1.10. Decision Trees — Scikit-learn 1.1.1 Documentation
1.10.1. Classification#
DecisionTreeClassifier is a class capable of performing multi-class classification on a dataset.
As with other classifiers, DecisionTreeClassifier takes as input two arrays: an array X, sparse or dense, of shape (n_samples, n_features) holding the training samples, and an array Y of integer values, shape (n_samples,), holding the class labels for the training samples:
>>> fromsklearnimport tree >>> X = [[0, 0], [1, 1]] >>> Y = [0, 1] >>> clf = tree.DecisionTreeClassifier() >>> clf = clf.fit(X, Y)After being fitted, the model can then be used to predict the class of samples:
>>> clf.predict([[2., 2.]]) array([1])In case that there are multiple classes with the same and highest probability, the classifier will predict the class with the lowest index amongst those classes.
As an alternative to outputting a specific class, the probability of each class can be predicted, which is the fraction of training samples of the class in a leaf:
>>> clf.predict_proba([[2., 2.]]) array([[0., 1.]])DecisionTreeClassifier is capable of both binary (where the labels are [-1, 1]) classification and multiclass (where the labels are [0, …, K-1]) classification.

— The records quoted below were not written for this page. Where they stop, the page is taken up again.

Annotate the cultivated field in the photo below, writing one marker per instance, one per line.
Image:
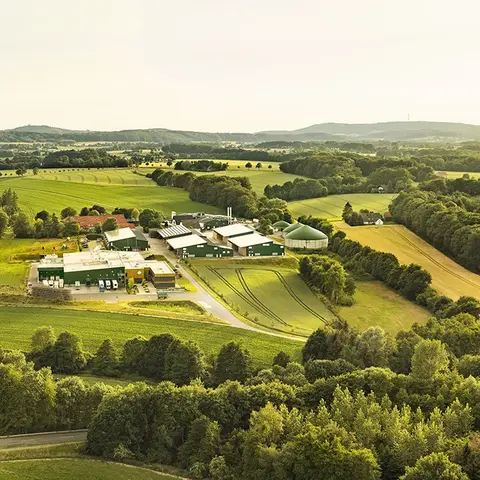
(378, 305)
(448, 277)
(270, 296)
(74, 468)
(18, 324)
(331, 207)
(13, 254)
(37, 194)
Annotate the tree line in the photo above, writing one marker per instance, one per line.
(438, 219)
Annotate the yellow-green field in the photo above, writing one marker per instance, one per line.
(13, 254)
(378, 305)
(37, 194)
(272, 297)
(331, 207)
(448, 277)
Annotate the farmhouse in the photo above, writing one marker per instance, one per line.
(87, 223)
(280, 226)
(192, 246)
(371, 218)
(256, 245)
(306, 238)
(90, 267)
(231, 231)
(125, 239)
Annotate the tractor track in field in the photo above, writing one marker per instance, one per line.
(245, 286)
(436, 262)
(292, 293)
(245, 298)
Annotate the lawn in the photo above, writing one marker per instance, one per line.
(272, 297)
(14, 252)
(448, 278)
(17, 325)
(37, 194)
(73, 468)
(378, 305)
(331, 207)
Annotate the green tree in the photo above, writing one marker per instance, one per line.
(68, 212)
(233, 363)
(69, 356)
(183, 362)
(105, 361)
(109, 224)
(3, 222)
(42, 338)
(430, 358)
(435, 466)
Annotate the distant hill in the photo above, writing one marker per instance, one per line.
(389, 131)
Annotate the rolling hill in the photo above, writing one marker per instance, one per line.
(392, 131)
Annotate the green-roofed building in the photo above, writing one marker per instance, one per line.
(280, 226)
(305, 237)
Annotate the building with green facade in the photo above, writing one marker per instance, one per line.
(256, 245)
(125, 239)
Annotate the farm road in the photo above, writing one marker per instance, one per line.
(43, 438)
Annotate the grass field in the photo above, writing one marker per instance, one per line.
(17, 325)
(331, 207)
(13, 254)
(37, 194)
(273, 297)
(448, 277)
(378, 305)
(74, 468)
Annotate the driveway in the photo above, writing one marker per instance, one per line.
(43, 438)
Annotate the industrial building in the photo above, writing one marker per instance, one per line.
(125, 239)
(192, 246)
(89, 267)
(223, 234)
(256, 245)
(306, 238)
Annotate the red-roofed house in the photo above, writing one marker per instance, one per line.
(88, 222)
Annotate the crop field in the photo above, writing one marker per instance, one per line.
(272, 297)
(17, 325)
(331, 207)
(71, 468)
(13, 254)
(378, 305)
(37, 194)
(448, 277)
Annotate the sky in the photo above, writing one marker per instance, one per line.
(250, 65)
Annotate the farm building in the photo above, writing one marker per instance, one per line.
(280, 226)
(90, 267)
(371, 218)
(170, 232)
(292, 227)
(87, 223)
(306, 238)
(195, 246)
(256, 245)
(125, 239)
(231, 231)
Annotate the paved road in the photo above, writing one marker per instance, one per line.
(43, 438)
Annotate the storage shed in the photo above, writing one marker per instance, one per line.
(125, 239)
(231, 231)
(256, 245)
(280, 226)
(306, 238)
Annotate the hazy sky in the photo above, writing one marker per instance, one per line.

Using the Iris dataset, we can construct a tree as follows:
>>> fromsklearn.datasetsimport load_iris >>> fromsklearnimport tree >>> iris = load_iris() >>> X, y = iris.data, iris.target >>> clf = tree.DecisionTreeClassifier() >>> clf = clf.fit(X, y)Once trained, you can plot the tree with the plot_tree function:
>>> tree.plot_tree(clf) [...]
We can also export the tree in Graphviz format using the export_graphviz exporter. If you use the conda package manager, the graphviz binaries and the python package can be installed with conda install python-graphviz.
Alternatively binaries for graphviz can be downloaded from the graphviz project homepage, and the Python wrapper installed from pypi with pip install graphviz.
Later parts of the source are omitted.